Moving
By bagie
- 402 reads
I come to clear my flat,
to pack the small accumulation
of those few months when I existed here
with and without you.
Clothes, some pictures, saucepans,
books, just crammed, so much totter's
scourings, into carriers and boxes.
Like me this place is full of things
you touched and moved
and walking through the rooms you're here.
The dust I stir, your dead,
and now my second skin,
distills you in the corner of my eye,
thin and meagre in an empty jacket
slung across a chair.
You bulk the vacant bed and move beneath
the cover, smiling in that
certain way you did before you fingerprinted
me with your genetic code.
I fold you up and hold you
in sheets warmed by our friction,
impressed by us,
imprinted with your DNA,
which in your absence give elusive
birth to you and you and you.
You fill the room
and occupy me through your breath
exhaled in talk and love's sweet nothings,
passion's pant;
and in the bathroom form behind me
swim the mirror on my breath;
your hands across my chest,
your chin upon my shoulder
smiling like the cat that's got the cream.

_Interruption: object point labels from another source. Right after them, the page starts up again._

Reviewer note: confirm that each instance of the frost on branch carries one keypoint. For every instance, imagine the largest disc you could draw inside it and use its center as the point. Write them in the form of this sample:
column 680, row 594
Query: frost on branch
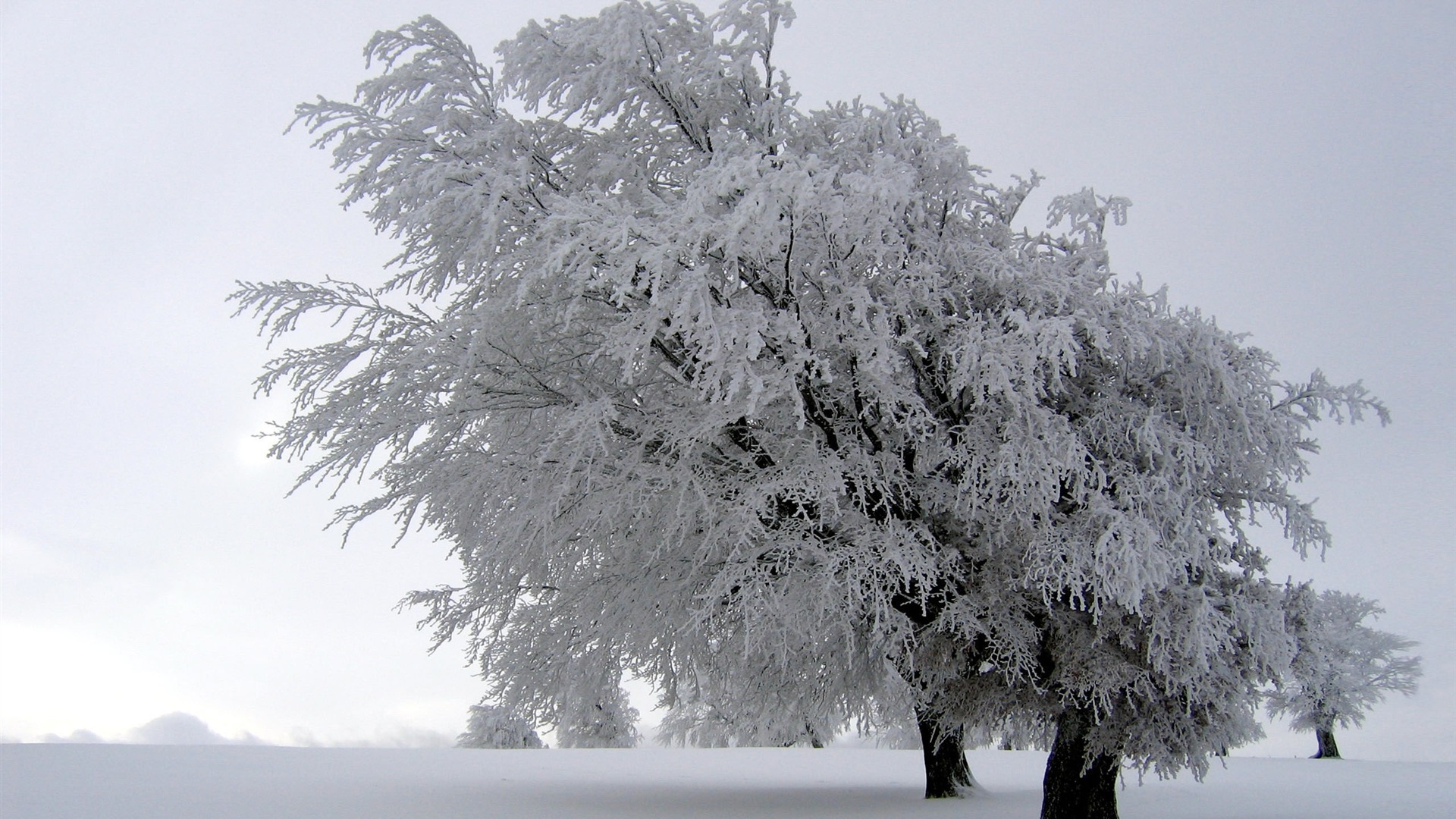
column 777, row 410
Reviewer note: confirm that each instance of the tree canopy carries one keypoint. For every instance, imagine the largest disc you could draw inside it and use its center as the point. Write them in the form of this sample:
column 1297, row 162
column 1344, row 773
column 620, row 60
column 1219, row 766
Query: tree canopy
column 736, row 397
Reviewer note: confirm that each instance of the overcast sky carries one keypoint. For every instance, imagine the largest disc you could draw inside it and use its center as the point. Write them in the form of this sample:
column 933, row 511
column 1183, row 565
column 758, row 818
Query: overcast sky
column 1292, row 172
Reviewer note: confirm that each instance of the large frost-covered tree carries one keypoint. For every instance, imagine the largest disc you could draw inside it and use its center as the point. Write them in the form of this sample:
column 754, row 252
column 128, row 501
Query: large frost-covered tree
column 724, row 394
column 1343, row 665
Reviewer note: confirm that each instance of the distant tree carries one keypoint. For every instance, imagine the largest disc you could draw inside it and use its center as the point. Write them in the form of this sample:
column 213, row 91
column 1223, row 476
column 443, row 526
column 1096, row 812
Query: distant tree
column 1341, row 668
column 701, row 385
column 601, row 719
column 492, row 726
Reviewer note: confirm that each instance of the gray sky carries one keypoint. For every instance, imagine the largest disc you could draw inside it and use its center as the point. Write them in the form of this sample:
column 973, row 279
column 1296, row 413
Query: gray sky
column 1292, row 169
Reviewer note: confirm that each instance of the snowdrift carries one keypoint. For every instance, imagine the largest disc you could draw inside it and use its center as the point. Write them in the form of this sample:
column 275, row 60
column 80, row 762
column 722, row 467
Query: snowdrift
column 134, row 781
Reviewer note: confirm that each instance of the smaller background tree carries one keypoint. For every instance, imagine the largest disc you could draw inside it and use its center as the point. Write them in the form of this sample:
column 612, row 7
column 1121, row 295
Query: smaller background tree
column 492, row 726
column 601, row 720
column 1341, row 667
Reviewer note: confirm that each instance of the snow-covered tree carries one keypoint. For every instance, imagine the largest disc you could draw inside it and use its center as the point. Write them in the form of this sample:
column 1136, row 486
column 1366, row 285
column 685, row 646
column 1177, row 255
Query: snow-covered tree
column 492, row 726
column 704, row 387
column 603, row 720
column 1343, row 665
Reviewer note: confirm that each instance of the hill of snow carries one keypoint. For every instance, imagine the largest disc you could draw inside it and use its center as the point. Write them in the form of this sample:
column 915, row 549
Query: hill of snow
column 134, row 781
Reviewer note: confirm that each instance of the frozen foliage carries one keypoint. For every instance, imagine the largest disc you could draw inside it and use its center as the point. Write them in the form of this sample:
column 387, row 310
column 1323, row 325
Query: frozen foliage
column 492, row 726
column 1343, row 667
column 780, row 410
column 598, row 720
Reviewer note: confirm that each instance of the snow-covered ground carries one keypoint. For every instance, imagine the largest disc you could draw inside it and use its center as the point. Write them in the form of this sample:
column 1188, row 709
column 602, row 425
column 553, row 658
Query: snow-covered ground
column 124, row 781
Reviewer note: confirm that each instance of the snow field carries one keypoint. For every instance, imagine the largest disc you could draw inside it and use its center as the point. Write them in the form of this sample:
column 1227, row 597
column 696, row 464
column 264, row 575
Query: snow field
column 136, row 781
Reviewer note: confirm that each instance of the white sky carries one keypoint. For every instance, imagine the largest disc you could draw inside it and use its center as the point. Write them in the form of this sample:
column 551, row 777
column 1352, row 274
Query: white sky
column 1292, row 168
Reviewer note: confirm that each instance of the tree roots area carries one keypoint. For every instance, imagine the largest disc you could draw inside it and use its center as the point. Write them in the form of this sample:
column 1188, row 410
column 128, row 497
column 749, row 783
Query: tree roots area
column 123, row 781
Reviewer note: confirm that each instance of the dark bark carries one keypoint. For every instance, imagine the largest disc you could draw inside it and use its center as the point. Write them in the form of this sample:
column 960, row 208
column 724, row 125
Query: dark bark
column 1074, row 789
column 946, row 773
column 1327, row 744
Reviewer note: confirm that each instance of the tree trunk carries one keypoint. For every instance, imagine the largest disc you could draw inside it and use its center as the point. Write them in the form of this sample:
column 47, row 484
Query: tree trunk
column 946, row 770
column 1072, row 789
column 1327, row 744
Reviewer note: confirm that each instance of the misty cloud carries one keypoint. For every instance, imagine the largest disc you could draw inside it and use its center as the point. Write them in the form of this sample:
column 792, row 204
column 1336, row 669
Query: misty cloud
column 181, row 727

I feel your kiss, absent as ever.
The latch click as I leave
a last reminder of that time
when once, as you left, I locked myself out.
Your worried look.
I thought that it was my turn now
to leave and lock you in.
Perverse as always you insist on coming too.
You're must in clothes
a tuneless hum in music,
a winey kiss when drinking
from a glass
a shape in sheets at night.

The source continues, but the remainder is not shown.